Washington (AFP) – The top U.S. health official will issue a trenchant defence of “Obamacare” on Wednesday, defying critics who have savaged the White House over how the reforms were leaving some Americans uninsured.
Under-fire Health Secretary Kathleen Sebelius will be the most senior Obama administration official to date to appear before Congress to discuss the troubled launch of HealthCare.gov.
And while she will acknowledge the various mis-steps in the website and the frustration it has caused Americans, Sebelius will drive home a message opposed by critics: President Barack Obama’s signature domestic achievement nicknamed Obamacare is working.
“The fact is that the Affordable Care Act delivered on its product: quality, affordable health insurance,” she will tell a House panel according to her testimony released Tuesday.
She also will stress that “tremendous interest” in the website is proof that Americans “want to buy this product.
“We know the initial consumer experience at HealthCare.gov has not been adequate. We will address these initial and any ongoing problems, and build a website that fully delivers on this promise of the Affordable Care Act.”
But amid those assurances, Sebelius also will deflect blame for the site to contractors, saying “unfortunately, a subset of those contracts for HealthCare.gov have not met expectations.”
As Sebelius’s testimony was released, a top lieutenant Marilyn Tavenner was apologizing for the website’s depressing debut, while insisting the online program is fixable.
Tavenner took heat at a hearing on problems with the October 1 rollout of the website through which millions of Americans are expected to sign up for health insurance.
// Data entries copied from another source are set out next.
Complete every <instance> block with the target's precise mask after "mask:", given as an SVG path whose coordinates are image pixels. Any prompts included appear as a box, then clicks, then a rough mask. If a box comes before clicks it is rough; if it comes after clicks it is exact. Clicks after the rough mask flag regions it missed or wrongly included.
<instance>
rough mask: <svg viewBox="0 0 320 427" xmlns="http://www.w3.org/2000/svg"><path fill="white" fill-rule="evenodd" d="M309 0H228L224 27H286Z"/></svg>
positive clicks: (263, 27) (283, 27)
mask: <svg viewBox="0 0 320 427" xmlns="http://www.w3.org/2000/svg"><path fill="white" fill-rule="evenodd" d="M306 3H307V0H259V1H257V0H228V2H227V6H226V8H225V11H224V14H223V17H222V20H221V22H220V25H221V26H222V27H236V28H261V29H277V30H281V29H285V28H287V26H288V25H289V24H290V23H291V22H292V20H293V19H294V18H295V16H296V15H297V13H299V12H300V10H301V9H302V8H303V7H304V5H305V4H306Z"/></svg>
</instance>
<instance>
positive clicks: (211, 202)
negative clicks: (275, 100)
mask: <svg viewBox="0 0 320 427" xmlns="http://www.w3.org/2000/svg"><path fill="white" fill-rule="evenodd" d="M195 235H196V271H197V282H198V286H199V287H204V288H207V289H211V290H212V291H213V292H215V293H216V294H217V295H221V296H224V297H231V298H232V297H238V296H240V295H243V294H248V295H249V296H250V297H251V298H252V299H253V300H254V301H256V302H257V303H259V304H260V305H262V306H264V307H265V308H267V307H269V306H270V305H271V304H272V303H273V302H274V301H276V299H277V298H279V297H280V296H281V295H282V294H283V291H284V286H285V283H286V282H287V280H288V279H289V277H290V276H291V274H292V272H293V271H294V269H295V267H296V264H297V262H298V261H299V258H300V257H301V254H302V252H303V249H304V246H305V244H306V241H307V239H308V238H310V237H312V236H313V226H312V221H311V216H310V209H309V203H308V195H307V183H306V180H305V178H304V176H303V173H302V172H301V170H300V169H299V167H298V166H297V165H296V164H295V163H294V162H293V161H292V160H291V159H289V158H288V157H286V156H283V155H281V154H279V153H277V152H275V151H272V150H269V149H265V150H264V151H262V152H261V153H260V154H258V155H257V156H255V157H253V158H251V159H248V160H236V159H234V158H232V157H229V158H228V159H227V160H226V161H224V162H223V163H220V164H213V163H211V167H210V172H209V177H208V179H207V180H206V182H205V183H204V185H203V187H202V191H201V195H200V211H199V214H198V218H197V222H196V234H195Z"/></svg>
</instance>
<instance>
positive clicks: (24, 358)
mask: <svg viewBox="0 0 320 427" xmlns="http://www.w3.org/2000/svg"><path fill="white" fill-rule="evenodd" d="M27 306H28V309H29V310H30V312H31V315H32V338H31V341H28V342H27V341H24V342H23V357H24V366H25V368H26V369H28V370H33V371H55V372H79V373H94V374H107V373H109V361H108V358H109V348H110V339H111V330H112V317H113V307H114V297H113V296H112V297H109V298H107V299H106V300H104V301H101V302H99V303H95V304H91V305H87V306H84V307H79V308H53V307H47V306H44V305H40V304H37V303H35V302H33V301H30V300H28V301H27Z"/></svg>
“I want to apologize to you that the website has not worked as well as it should,” Tavenner, administrator for the Centers for Medicare and Medicaid Services (CMS) in the Department of Health and Human Services, told lawmakers at a House Ways and Means Committee hearing.
“The bottom line is, this healthcare website is fixable,” and CMS staff and contractors “are working around the clock” to improve the service.
But she dodged pointed questions about just how many people have enrolled in the system.